Caesar is built on **Rome**, a Finite State Machine framework for stateful AI agents that provides Generator–Verifier–Reviser topologies, episodic memory, dynamic policy routing, and verifiable code execution. See the [Rome framework docs](rome/README.md) if you want to build your own agent on top.

## Project Layout

```
caesar-agent/
├── caesar/          # Caesar agent (see caesar/README.md for full usage)
│   ├── caesar_agent.py
│   ├── artifact_synthesis.py
│   ├── run_agent.py
│   ├── config/      # YAML configs and creativity benchmarks
│   └── paper/       # Caesar paper (PDF)
├── rome/            # Rome framework (see rome/README.md): FSM, memory, LLM handlers, KB client
└── web_server/      # FastAPI + Next.js web GUI (see web_server/README.md)
```

## FAQ

**How is this different from LangGraph / CrewAI / AutoGen?**
Those are orchestration frameworks: they help you wire up agents. Rome is an opinionated runtime for *how* agents should reason (graph-structured exploration, adversarial verification, episodic memory). Caesar is a concrete research agent built on it.

**Do I need GPUs?**
No. Caesar uses hosted LLM APIs (OpenAI, Anthropic). A local ChromaDB instance handles the vector store. Runs on a laptop.

**Which models are supported?**
OpenAI (GPT-5 family, o-series reasoning models), Anthropic (Claude 4.5 / 4.6 / 4.7), and any OpenAI-compatible endpoint. Model selection is per-subsystem (exploration, synthesis, judging) via YAML config.

**How much does a typical run cost?**
A 5-iteration exploration with Claude Haiku 4.5 runs at roughly $0.30 and 10 minutes. A 250-iteration deep run with GPT-5.4-mini is typically $5–$10.

**Can I reproduce the benchmarks?**
Yes. Configs, judge rubrics, and evaluation scripts are in `caesar/config/` and `caesar/analysis/`.
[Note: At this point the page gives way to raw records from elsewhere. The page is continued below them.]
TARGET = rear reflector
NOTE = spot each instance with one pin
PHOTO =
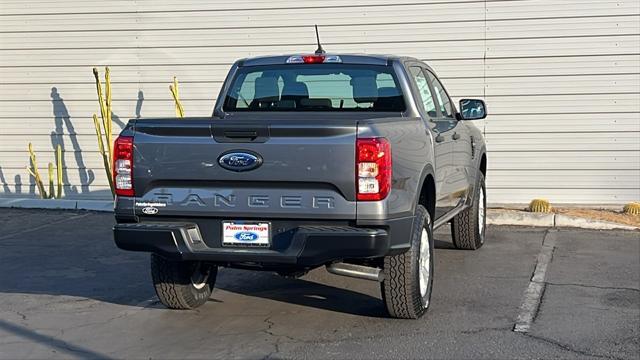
(313, 59)
(123, 166)
(373, 168)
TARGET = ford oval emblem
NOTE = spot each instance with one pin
(246, 236)
(240, 160)
(150, 210)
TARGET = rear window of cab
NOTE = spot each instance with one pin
(315, 87)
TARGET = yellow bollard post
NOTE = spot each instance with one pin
(33, 170)
(59, 170)
(176, 98)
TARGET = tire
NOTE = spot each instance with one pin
(469, 226)
(182, 284)
(408, 277)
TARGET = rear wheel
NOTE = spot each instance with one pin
(182, 284)
(406, 288)
(469, 226)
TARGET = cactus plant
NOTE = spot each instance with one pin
(176, 98)
(632, 208)
(104, 129)
(539, 205)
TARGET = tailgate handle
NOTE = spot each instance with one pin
(241, 134)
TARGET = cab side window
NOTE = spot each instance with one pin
(423, 89)
(443, 98)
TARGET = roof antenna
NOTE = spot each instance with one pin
(320, 50)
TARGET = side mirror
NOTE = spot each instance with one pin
(472, 109)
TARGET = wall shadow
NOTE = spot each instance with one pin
(63, 124)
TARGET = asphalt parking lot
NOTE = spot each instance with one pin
(66, 291)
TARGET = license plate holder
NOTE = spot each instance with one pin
(246, 233)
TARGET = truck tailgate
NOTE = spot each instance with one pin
(307, 168)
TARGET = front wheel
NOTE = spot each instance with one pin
(406, 288)
(182, 284)
(469, 226)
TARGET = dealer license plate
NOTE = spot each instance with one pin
(239, 233)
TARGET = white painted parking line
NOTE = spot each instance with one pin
(533, 294)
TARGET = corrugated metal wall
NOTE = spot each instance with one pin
(562, 78)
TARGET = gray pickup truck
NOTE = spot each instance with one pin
(336, 160)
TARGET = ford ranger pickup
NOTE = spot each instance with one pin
(336, 160)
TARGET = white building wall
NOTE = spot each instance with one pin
(561, 78)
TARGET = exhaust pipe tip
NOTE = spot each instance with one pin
(356, 271)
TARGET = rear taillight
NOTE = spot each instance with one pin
(373, 168)
(123, 166)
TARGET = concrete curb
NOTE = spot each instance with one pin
(523, 218)
(494, 216)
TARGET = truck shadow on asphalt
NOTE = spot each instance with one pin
(301, 292)
(90, 267)
(310, 293)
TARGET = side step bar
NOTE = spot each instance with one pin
(356, 271)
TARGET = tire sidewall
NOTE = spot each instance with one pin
(426, 224)
(201, 294)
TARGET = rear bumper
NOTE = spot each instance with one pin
(309, 246)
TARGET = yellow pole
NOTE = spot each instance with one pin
(109, 129)
(51, 192)
(176, 98)
(33, 170)
(59, 170)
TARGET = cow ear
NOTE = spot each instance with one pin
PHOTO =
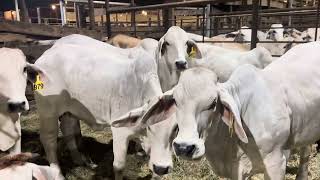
(33, 71)
(160, 49)
(231, 35)
(231, 115)
(155, 111)
(129, 119)
(193, 50)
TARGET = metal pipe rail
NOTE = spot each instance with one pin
(169, 5)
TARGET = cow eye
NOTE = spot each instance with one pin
(25, 70)
(213, 104)
(189, 46)
(164, 46)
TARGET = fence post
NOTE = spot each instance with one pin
(255, 23)
(203, 21)
(91, 14)
(208, 20)
(38, 15)
(317, 24)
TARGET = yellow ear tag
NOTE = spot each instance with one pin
(38, 85)
(192, 53)
(231, 129)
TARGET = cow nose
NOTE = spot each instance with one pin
(160, 170)
(181, 65)
(14, 107)
(183, 149)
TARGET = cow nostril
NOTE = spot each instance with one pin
(16, 107)
(159, 170)
(181, 65)
(190, 149)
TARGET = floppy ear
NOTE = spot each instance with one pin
(231, 115)
(129, 119)
(33, 71)
(160, 51)
(157, 110)
(230, 35)
(193, 50)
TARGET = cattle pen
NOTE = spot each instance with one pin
(36, 27)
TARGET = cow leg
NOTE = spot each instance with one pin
(120, 147)
(304, 163)
(275, 165)
(70, 127)
(48, 137)
(16, 149)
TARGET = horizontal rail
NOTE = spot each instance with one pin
(213, 41)
(168, 5)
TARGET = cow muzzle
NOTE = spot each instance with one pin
(181, 65)
(161, 170)
(17, 107)
(184, 150)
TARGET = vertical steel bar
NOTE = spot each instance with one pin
(203, 21)
(17, 10)
(38, 15)
(255, 23)
(91, 14)
(108, 22)
(208, 20)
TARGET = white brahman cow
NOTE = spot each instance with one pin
(13, 79)
(257, 117)
(176, 52)
(124, 41)
(96, 82)
(18, 167)
(173, 58)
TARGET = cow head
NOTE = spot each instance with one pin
(157, 143)
(276, 33)
(197, 98)
(174, 50)
(13, 79)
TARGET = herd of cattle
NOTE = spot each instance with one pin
(244, 110)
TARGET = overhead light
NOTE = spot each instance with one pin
(53, 7)
(145, 13)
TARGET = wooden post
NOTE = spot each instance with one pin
(91, 14)
(17, 10)
(24, 11)
(108, 22)
(255, 23)
(38, 15)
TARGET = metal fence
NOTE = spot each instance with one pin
(214, 23)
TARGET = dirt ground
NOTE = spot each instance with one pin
(98, 146)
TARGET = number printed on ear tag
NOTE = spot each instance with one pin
(38, 85)
(192, 53)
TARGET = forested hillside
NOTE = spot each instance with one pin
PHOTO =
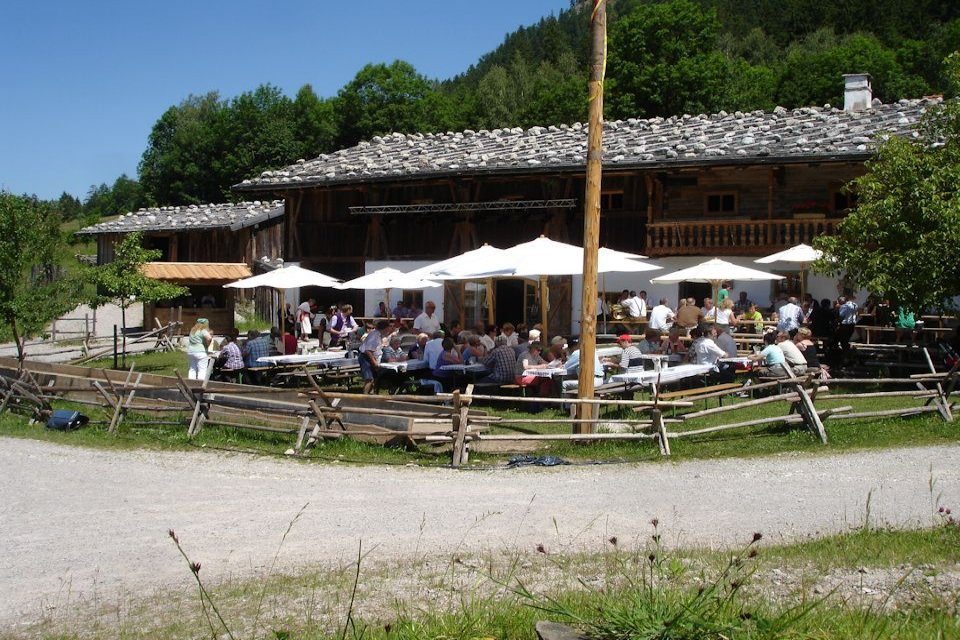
(665, 58)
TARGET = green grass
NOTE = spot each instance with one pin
(849, 435)
(615, 592)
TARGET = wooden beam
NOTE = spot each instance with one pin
(591, 215)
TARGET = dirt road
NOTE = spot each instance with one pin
(78, 524)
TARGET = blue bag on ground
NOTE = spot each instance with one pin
(66, 420)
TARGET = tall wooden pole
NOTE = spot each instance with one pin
(591, 214)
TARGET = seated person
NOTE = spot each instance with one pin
(230, 360)
(448, 355)
(433, 349)
(392, 352)
(416, 351)
(752, 319)
(791, 353)
(630, 352)
(501, 361)
(774, 363)
(572, 365)
(726, 342)
(558, 350)
(531, 359)
(674, 343)
(474, 351)
(651, 342)
(258, 346)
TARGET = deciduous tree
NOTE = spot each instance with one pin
(123, 282)
(901, 240)
(32, 294)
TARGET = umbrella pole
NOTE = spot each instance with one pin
(543, 307)
(490, 314)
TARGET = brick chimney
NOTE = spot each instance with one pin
(857, 93)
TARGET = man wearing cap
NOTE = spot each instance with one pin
(630, 352)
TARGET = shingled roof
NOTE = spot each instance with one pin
(756, 137)
(203, 216)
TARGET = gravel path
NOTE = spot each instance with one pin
(76, 524)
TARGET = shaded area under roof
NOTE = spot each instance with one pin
(808, 134)
(196, 272)
(233, 216)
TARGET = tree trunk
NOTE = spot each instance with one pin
(591, 214)
(123, 330)
(20, 346)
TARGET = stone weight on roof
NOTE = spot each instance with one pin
(204, 216)
(809, 133)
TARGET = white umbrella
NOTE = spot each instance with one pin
(469, 261)
(387, 279)
(291, 277)
(802, 253)
(544, 257)
(715, 272)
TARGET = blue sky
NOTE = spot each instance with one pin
(81, 83)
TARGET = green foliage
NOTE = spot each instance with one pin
(123, 282)
(666, 57)
(899, 241)
(126, 194)
(31, 293)
(385, 98)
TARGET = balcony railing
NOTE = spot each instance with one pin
(731, 237)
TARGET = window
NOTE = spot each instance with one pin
(843, 200)
(611, 201)
(721, 203)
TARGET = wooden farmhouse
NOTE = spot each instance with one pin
(202, 248)
(679, 190)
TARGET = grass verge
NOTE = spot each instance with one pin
(835, 587)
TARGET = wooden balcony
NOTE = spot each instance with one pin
(732, 237)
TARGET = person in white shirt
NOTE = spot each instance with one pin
(642, 303)
(709, 311)
(791, 353)
(631, 305)
(705, 350)
(791, 316)
(432, 350)
(661, 316)
(427, 322)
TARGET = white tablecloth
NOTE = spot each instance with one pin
(464, 368)
(545, 373)
(407, 365)
(328, 358)
(666, 375)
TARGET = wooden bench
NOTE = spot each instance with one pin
(703, 393)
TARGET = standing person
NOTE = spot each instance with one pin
(790, 316)
(772, 357)
(427, 322)
(305, 318)
(726, 318)
(848, 312)
(743, 304)
(753, 318)
(197, 344)
(689, 316)
(661, 316)
(342, 325)
(370, 353)
(709, 312)
(631, 304)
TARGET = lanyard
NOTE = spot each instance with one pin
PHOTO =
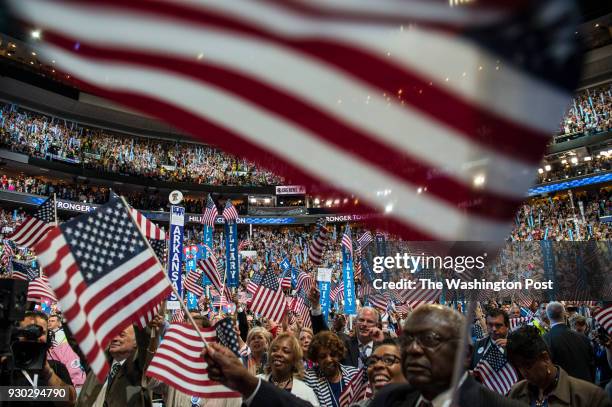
(32, 381)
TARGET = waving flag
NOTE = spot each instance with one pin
(35, 227)
(269, 299)
(495, 371)
(210, 213)
(102, 294)
(229, 212)
(178, 363)
(389, 118)
(39, 289)
(315, 251)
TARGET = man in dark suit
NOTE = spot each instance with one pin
(367, 331)
(570, 350)
(430, 341)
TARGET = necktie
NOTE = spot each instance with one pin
(111, 375)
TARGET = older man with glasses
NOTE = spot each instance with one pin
(429, 343)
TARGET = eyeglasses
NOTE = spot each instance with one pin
(388, 360)
(429, 340)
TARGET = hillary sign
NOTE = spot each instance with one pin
(175, 253)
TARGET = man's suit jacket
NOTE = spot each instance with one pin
(472, 395)
(126, 388)
(572, 351)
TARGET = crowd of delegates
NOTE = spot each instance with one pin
(589, 112)
(597, 164)
(559, 356)
(565, 217)
(46, 137)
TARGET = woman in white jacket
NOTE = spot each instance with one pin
(285, 368)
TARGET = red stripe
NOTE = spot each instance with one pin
(509, 137)
(233, 144)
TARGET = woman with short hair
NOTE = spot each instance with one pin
(285, 370)
(330, 378)
(545, 383)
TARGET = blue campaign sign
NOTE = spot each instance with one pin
(175, 253)
(350, 306)
(324, 289)
(232, 263)
(285, 265)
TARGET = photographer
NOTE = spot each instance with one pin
(27, 343)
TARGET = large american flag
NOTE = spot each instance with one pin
(177, 361)
(495, 372)
(347, 241)
(316, 248)
(269, 299)
(104, 275)
(35, 227)
(210, 213)
(356, 89)
(229, 212)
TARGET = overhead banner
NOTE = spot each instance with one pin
(175, 254)
(232, 265)
(350, 307)
(324, 279)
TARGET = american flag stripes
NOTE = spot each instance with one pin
(496, 373)
(229, 212)
(104, 275)
(193, 282)
(210, 213)
(35, 227)
(604, 318)
(315, 251)
(269, 300)
(347, 241)
(361, 55)
(178, 363)
(39, 289)
(365, 239)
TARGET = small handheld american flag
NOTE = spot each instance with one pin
(210, 213)
(105, 275)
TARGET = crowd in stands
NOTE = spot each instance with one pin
(567, 216)
(590, 112)
(46, 137)
(560, 171)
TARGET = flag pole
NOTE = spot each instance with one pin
(55, 209)
(183, 306)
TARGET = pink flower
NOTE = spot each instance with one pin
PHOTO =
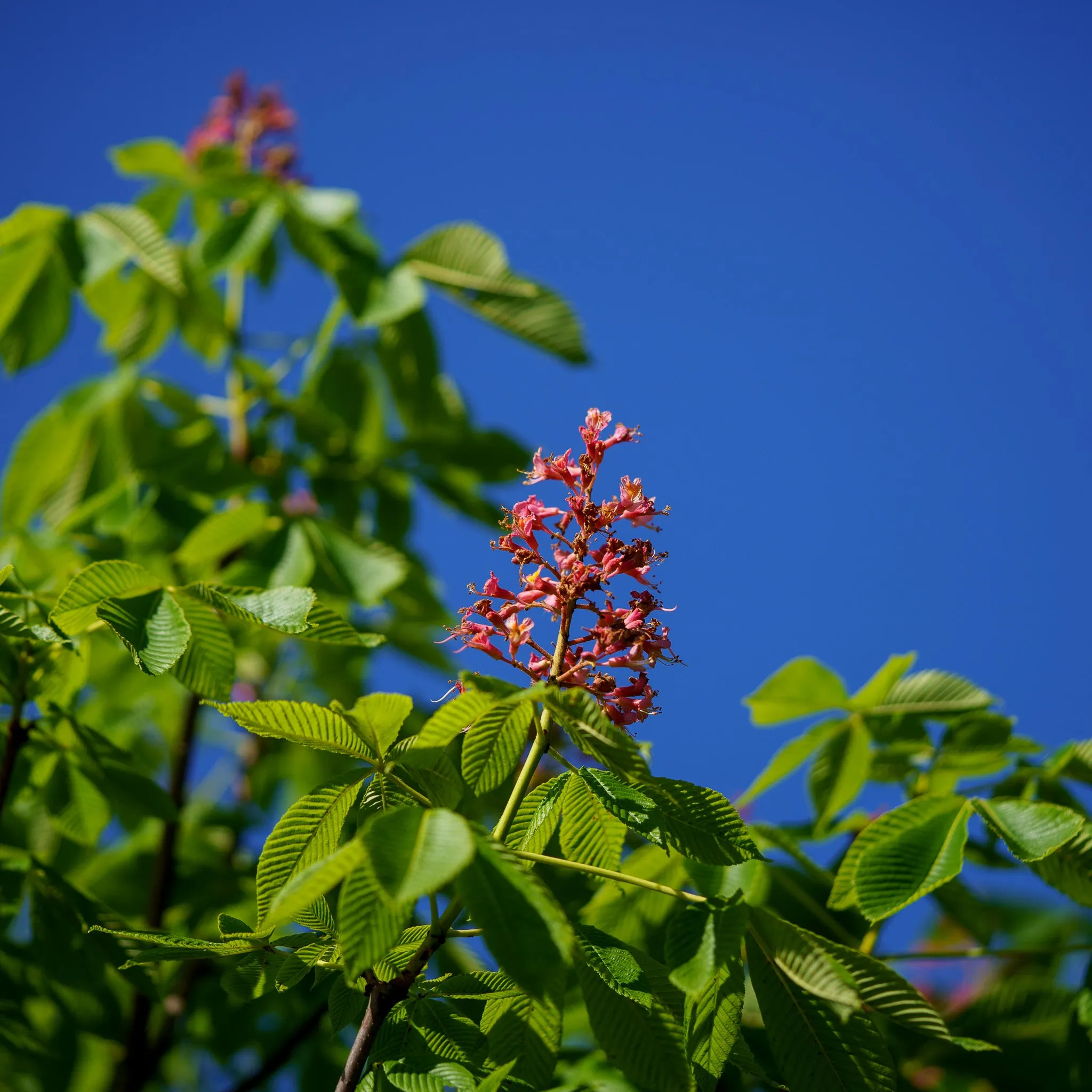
(554, 469)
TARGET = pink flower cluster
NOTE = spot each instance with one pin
(247, 122)
(567, 557)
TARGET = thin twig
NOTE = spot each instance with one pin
(283, 1054)
(990, 952)
(18, 733)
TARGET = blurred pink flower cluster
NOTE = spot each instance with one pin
(567, 557)
(249, 123)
## Contributing & Community

- ⭐ **Star the repo** if Caesar is useful for your research
- 🍴 **[Why fork Caesar?](https://github.com/cognizant-ai-lab/caesar-agent/issues/4)** — concrete starting points and good-first-issues for contributors
- 💬 **[Open a Discussion](https://github.com/cognizant-ai-lab/caesar-agent/discussions)** for ideas, questions, or use cases
- 🐛 **[File an Issue](https://github.com/cognizant-ai-lab/caesar-agent/issues)** for bugs or feature requests
- 🔧 **PRs welcome**, especially new exploration policies, synthesis strategies, and benchmark domains

### Good places to start a fork

| Goal | Issue | Effort |
|---|---|:---:|
| Adapt Caesar for your research domain (legal, biology, finance, …) | [#3 — Domain config preset](https://github.com/cognizant-ai-lab/caesar-agent/issues/3) | 1–2 hrs |
| Add a new web-search backend (Tavily, Exa, Serper, …) | [#1 — New search backend](https://github.com/cognizant-ai-lab/caesar-agent/issues/1) | 2–3 hrs |
| Experiment with multi-agent synthesis (ring or debate merge) | [#2 — Ring-merge strategy](https://github.com/cognizant-ai-lab/caesar-agent/issues/2) | 4–6 hrs |

If you fork Caesar for your own work, drop a comment on [issue #4](https://github.com/cognizant-ai-lab/caesar-agent/issues/4) — we'd love to see what you build.

## Citation

If you use Caesar in your research, please cite:

```bibtex
@misc{liang26caesar,
  title={Caesar: Deep Agentic Web Exploration for Creative Answer Synthesis}, 
  author={Jason Liang and Elliot Meyerson and Risto Miikkulainen},
  year={2026},
  eprint={2604.20855},
  archivePrefix={arXiv},
  primaryClass={cs.IR},
  url={https://arxiv.org/abs/2604.20855}, 
}
```

## License

Apache License 2.0. See [LICENSE](LICENSE) and [NOTICE](NOTICE).